Christine Kozlov (1945, New York City – 2005, London) was an American conceptual artist.

Career
She attended the School of Visual Arts in NYC until 1967.

Work
Kozlov was a figure in the New York Conceptual art scene centering around the Lannis Gallery located at 315 E 12th St near 2nd Ave in New York's East Village. She participated in a number of exhibitions in the sixties and early 1970s, subsequently falling away from the art world.

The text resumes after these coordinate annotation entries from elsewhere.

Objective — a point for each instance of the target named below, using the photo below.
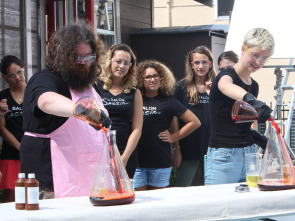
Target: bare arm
(192, 123)
(56, 104)
(137, 121)
(226, 86)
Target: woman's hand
(166, 136)
(3, 107)
(176, 157)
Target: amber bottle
(20, 195)
(32, 192)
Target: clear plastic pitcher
(242, 112)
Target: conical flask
(242, 112)
(111, 184)
(277, 171)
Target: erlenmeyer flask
(111, 185)
(277, 171)
(243, 112)
(87, 109)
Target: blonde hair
(166, 76)
(129, 79)
(259, 37)
(192, 92)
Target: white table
(218, 202)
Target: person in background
(229, 142)
(193, 92)
(59, 148)
(156, 83)
(227, 59)
(11, 122)
(117, 87)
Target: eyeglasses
(257, 57)
(18, 73)
(204, 63)
(221, 69)
(87, 59)
(149, 77)
(120, 61)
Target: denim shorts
(226, 165)
(152, 177)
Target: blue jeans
(226, 165)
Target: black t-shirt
(120, 108)
(224, 132)
(157, 117)
(14, 124)
(35, 152)
(195, 145)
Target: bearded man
(57, 147)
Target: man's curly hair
(63, 46)
(166, 76)
(106, 76)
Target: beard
(81, 76)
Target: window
(224, 8)
(104, 21)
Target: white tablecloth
(218, 202)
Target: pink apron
(76, 148)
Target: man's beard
(81, 77)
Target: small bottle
(32, 192)
(20, 194)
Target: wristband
(175, 148)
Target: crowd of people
(159, 122)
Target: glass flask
(111, 184)
(277, 170)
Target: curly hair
(63, 44)
(7, 61)
(260, 37)
(129, 79)
(192, 93)
(167, 77)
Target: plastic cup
(242, 112)
(253, 162)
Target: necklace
(19, 99)
(246, 85)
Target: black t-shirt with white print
(157, 117)
(14, 124)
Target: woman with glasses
(156, 83)
(193, 92)
(117, 87)
(229, 142)
(11, 122)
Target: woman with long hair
(156, 83)
(117, 87)
(193, 91)
(11, 124)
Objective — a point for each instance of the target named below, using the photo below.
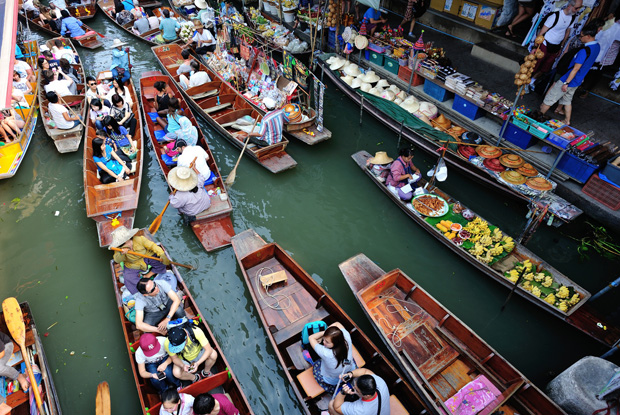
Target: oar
(157, 221)
(151, 257)
(102, 402)
(15, 323)
(231, 177)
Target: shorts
(555, 94)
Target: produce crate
(576, 168)
(468, 109)
(437, 92)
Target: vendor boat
(221, 106)
(408, 319)
(422, 139)
(213, 227)
(19, 401)
(499, 264)
(114, 204)
(66, 141)
(12, 154)
(300, 300)
(223, 379)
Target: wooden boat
(220, 105)
(19, 400)
(223, 379)
(90, 40)
(66, 141)
(213, 228)
(300, 300)
(409, 320)
(578, 315)
(13, 154)
(113, 204)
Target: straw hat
(512, 177)
(380, 157)
(528, 170)
(183, 179)
(539, 183)
(489, 152)
(121, 235)
(512, 161)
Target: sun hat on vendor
(121, 235)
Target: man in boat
(373, 391)
(189, 348)
(156, 305)
(137, 267)
(270, 129)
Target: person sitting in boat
(218, 403)
(60, 114)
(152, 358)
(113, 166)
(402, 169)
(271, 128)
(156, 305)
(168, 27)
(71, 24)
(189, 351)
(335, 349)
(120, 60)
(190, 198)
(373, 391)
(137, 267)
(196, 78)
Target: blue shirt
(72, 25)
(580, 57)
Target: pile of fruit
(542, 285)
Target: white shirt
(56, 112)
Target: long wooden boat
(113, 204)
(577, 315)
(66, 141)
(213, 228)
(286, 308)
(430, 146)
(223, 379)
(433, 345)
(13, 153)
(220, 105)
(19, 400)
(90, 40)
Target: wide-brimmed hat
(539, 183)
(489, 152)
(512, 177)
(528, 170)
(380, 157)
(121, 235)
(511, 161)
(183, 179)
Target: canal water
(322, 212)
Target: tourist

Her work has seen a revival since her death in 2005 and been included in a number of exhibitions over the past decade.

Her first pieces responded to questions of sound, memory and information. "Information, No Theory" consisted of a reel-to-reel recorder with an infinite tape loop and a microphone recording ambient noise from the room. It would record and then erase the traces of what was just recorded. It was recently restaged.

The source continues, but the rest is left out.